SQLを使ったことがありますか?データベースエンジニアでなくてもSQLに触れる機会はあります。たとえば、プログラム中でデータベースからデータを読みこんだり、保存したりする場合です。最近ではSQLを自動生成する技術が開発され、直接SQLを使う機会は少なくなってきています。しかし、まだまだ生のSQLを使わないといけない状況は数多くあります。また、問題が起こった時には自動生成されたSQLを解読しなければならないでしょう。やはりどんなエンジニアの方でもSQLの基礎程度は知っておくべきです。
この記事では、SQLを一から学びたい(再学習したい)フリーランスエンジニアの方のために、SQLの基礎をオープンソースのデータベースであるMySQLを使って解説していきます。ぜひご一読して、案件でSQLに触れる機会があっても困らないようにしておきましょう。
参照:エンジニアのスキルアップ・リスキリングの重要性と取り組み方について解説した記事はこちら
そもそもSQLってなに?
SQL(構造化問い合わせ言語)は、データベースを操作するための言語です。データベースにはGUIの管理ツールもあり、グラフィカルに操作することもできます。しかし、裏では密かにSQLを作成し、データベースを操作しているのです。MySQLやOracle、SQL Serverなどの各RDBMS(関係データベース管理システム)は標準SQL規格に対応しています。

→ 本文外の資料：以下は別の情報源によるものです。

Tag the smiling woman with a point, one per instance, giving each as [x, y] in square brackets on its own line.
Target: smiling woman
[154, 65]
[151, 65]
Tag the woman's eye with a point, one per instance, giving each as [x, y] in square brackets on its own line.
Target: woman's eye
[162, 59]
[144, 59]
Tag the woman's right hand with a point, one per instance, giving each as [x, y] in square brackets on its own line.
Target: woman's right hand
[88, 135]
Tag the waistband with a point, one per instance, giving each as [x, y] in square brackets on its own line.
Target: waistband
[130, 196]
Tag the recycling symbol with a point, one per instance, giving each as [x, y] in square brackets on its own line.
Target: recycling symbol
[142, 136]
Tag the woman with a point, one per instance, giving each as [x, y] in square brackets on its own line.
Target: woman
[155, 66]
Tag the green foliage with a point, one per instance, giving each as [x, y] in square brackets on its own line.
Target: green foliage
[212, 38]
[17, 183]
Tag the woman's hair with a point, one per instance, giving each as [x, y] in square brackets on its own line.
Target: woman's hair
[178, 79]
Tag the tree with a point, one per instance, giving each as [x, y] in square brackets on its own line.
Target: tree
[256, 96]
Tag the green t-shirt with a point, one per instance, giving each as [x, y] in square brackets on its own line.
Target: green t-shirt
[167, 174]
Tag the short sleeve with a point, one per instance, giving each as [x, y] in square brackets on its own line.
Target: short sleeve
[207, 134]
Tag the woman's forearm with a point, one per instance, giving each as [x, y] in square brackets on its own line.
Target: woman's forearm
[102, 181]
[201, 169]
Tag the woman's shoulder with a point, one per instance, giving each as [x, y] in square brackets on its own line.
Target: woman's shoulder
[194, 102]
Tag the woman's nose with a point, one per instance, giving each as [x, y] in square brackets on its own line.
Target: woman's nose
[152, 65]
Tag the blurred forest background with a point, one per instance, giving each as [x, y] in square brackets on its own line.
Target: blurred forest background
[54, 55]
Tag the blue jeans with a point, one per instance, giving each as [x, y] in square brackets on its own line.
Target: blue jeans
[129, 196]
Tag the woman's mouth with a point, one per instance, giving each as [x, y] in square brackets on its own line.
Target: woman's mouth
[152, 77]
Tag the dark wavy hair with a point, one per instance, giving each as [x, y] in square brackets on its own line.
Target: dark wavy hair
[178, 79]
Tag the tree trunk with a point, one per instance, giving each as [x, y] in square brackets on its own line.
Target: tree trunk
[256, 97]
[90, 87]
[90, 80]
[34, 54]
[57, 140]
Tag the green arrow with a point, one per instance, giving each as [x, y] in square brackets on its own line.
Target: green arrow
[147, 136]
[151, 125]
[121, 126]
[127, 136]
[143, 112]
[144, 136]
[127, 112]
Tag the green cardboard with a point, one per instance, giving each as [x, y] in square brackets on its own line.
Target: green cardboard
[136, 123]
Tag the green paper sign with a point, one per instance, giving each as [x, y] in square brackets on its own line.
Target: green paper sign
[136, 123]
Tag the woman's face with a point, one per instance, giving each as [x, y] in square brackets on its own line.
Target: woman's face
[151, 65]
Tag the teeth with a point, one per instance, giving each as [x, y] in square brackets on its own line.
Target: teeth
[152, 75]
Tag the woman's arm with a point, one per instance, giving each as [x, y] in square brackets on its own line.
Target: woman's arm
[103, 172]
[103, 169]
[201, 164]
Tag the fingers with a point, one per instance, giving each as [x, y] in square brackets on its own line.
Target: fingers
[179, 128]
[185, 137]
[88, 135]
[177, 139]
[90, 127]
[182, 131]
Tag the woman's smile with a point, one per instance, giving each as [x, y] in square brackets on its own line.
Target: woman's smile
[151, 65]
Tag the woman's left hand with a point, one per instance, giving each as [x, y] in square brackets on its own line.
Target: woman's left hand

そのため、共通のSQLが使えるわけです。一部、方言と呼ばれる各RDBMS独自の拡張がなされています。SQLは数学的理論にもとづいており、プログラミング言語とは考え方がまったく異なるのでとっつきにくいと思う方も多いでしょう。SQLでの考え方に慣れることが上達の早道です。
MySQLのインストール
MySQLは、オープンソースのRDBMSでだれでも無料で使うことができます。データベースの人気ランキングでは、トップのOracleに次いで2位になっています。それだけ案件の数も多いというわけです。ちなみに、MySQLはオラクルに買収されたので、どちらもオラクルのものです。
それでは、ダウンロードページからインストールを行ってください。各プラットフォーム用のインストーラーが用意されています。なお、インストール時に指定するパスワードは後で使いますので忘れずにメモしておきましょう。
コマンドラインツールからログイン
インストールが終わったらコンソール(コマンドプロンプト)を立ち上げて、下記のコマンドを入力してMySQLにログインしましょう。なお、事前に環境変数を設定しておくか、カレントフォルダを移動しておく必要があります。
mysql –u root –p
続けてパスワードの入力を求められますので、インストール時に設定したパスワードを入力します。これでログインができました。
基本的なSQLコマンドでの操作
データベースの作成
なにはともあれ、データベースを作成しないとはじまりません。下記のSQLでデータベースを作成できます。データベースには、データの保存先であるテーブルを複数作成することが可能です。ここではデータベース名は”shop”とします。
create database shop;
下記のコマンドを入力するとデータベースの一覧が表示されます。ちゃんと作成できていますか?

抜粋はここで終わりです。